Gesagt, getan, heute einen Noctua NH-14D gekauft und (vorerst), weil kein zweiter Verfügbar, einen Musashi für die eine GraKa.

Eben eingebaut und siehe da, CPU Temp runter auf 40 Grad im Idle. 

ABER: MB immer noch bei 49 Grad und (wie nicht anders zu erwarten) bei Dragon Age bisheriger Spitzenwert des MB bei 67 Grad!!!  

Hat jemand ne Idee, warum die Kiste immer noch so warm wird?!?
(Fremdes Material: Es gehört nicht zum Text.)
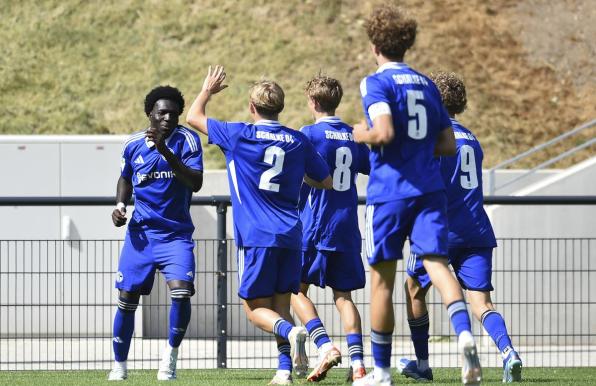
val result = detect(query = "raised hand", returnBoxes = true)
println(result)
[202,65,228,95]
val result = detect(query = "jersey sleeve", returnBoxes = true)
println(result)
[360,75,392,124]
[181,132,204,171]
[298,182,311,211]
[303,138,330,182]
[120,143,133,180]
[207,118,244,151]
[356,143,371,175]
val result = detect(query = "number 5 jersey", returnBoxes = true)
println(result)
[360,62,452,203]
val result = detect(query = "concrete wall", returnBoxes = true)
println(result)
[1,135,594,343]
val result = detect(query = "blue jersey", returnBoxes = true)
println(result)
[208,118,330,250]
[439,119,496,248]
[360,62,452,203]
[300,117,370,252]
[120,126,203,238]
Als kleine Hilfestellung vielleicht mal meine Systemkonfig:

Q9550 @ 2.83 Mhz
Noctua NH-14D
Asus P5E Deluxe
8GB Geil Ultra+ DDR2-800 CL 4
2x XFX Radeon 4870 1GB im CF Modus (eine mit Scythe Musashi)
BeQuiet Dark Power Pro P7 750W
SST-Raven RV01

Vielen Dank schonmal im Voraus!


----------



## TheReal1604 (4. Januar 2010)

*AW: Luftkühlung....oder vielleicht besser Hilfe, mein PC brennt!*

Kein gescheiter Airflow im Gehäuse?

Bilder würden unheimlich helfen! 

Gruß

Real


----------



## xodos (4. Januar 2010)

*AW: Luftkühlung....oder vielleicht besser Hilfe, mein PC brennt!*

Kann ich mir eigentlich nicht vorstellen...
Unten im Gehäuse 2 180mm Lüfter und oben einen 120er zum Ausblasen.

Werde aber mal ein Foto machen und das einstellen.


----------



## tobi757 (4. Januar 2010)

*AW: Luftkühlung....oder vielleicht besser Hilfe, mein PC brennt!*

Ich komme mit meinem Zalman CNPS 9700 LED@800RPM  auf 38°C im Idle, und der ist um einiges schlechter als dein CPU-Kühler iwas stimmt da nicht ...


----------



## SuEdSeE (4. Januar 2010)

*AW: Luftkühlung....oder vielleicht besser Hilfe, mein PC brennt!*

Bei ner guten kühlung sollte immer etwas mehr luft rausgeblasen werden als reingesogen wird, da es sonnst auch zu kleinen hitzestauss kommen kann.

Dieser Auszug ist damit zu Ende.